Scripps Reef Long-Term trends | MARINe

Scripps Reef Long-Term trends

See below for trend graphs

In order to standardize species resolution across all MARINe groups, and over time, some species (typically rare) were lumped for graphical presentation of Long-Term monitoring data. See lumped categories for definitions (some variation occurs between methods and over time).

Since 2005/2006 Scripps Reef has been monitored largely through volunteer efforts; field data have been collected, but not scored nor entered into database.

Chthamalus/Balanus plots at Scripps Reef consist of relatively dense cover (~65-95%) of acorn barnacles (essentially all Chthamalus dalli/fissus). Several seasonal (spring) declines may have been associated with winter storm damage. Bare rock cover was inversely correlated with the barnacle cover.

Pollicipes cover in Pollicipes plots varied only from ~20-35% cover during the monitoring period. Other plot cover included Mytilus, Chthamalus/Balanus, and bare rock. Mytilus cover tended to vary inversely with Pollicipes cover, and Chthamalus/Balanus cover generally varied inversely with rock cover (especially notable during the 1997-2000 El Niño/La Niña cycle).

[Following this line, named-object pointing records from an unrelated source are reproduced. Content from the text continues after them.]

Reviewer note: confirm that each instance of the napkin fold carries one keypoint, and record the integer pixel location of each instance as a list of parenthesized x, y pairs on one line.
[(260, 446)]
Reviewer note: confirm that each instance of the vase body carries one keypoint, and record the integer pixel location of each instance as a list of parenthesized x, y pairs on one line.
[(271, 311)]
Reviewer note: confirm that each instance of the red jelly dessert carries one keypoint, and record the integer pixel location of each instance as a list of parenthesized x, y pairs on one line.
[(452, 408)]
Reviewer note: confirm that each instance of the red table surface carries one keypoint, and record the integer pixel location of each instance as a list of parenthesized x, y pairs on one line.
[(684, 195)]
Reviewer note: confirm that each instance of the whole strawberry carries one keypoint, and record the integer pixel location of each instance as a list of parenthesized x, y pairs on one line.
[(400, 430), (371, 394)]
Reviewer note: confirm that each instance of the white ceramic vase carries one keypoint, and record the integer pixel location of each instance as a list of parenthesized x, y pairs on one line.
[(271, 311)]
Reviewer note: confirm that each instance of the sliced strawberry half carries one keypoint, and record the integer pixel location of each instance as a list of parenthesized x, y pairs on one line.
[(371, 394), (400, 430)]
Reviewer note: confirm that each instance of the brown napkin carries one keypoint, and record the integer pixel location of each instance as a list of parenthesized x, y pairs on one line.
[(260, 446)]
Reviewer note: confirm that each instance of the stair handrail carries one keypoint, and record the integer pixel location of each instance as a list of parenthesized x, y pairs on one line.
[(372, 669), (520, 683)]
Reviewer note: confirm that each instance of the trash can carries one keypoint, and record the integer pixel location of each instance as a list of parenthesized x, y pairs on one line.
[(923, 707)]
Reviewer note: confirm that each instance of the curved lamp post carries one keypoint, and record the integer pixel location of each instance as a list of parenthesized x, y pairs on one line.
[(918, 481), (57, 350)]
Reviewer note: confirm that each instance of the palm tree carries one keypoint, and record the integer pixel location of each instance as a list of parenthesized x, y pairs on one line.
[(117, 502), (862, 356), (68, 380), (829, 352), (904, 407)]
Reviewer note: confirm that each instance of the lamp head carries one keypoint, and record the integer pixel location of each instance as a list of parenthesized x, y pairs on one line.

Mytilus in mussel plots, initially at 80% cover, fluctuated from ~50-90% cover during the monitoring period, with much of the variation due to apparent cumulative storm-induced losses in two plots after Spring 2000, followed by variable recovery. Bare rock accounted for nearly all other cover in the plots and varied inversely with mussel cover. Unlike monitoring sites on Point Loma, mussels at Scripps Reef are common in their zone, with successful recruitment episodes evident over time.

Silvetia was not common at Scripps Reef; Silvetia plots were established where patches occurred. Cover, initially ~40%, declined during the 1997-1998 El Niño, then progressively increased to a high of ~75% in 2002, followed by declining values back to ~40% by 2005/2006. At times, there was a slight tendency toward higher cover in fall compared to Spring. Non-coralline crusts and rock constituted most of the other cover in Silvetia plots.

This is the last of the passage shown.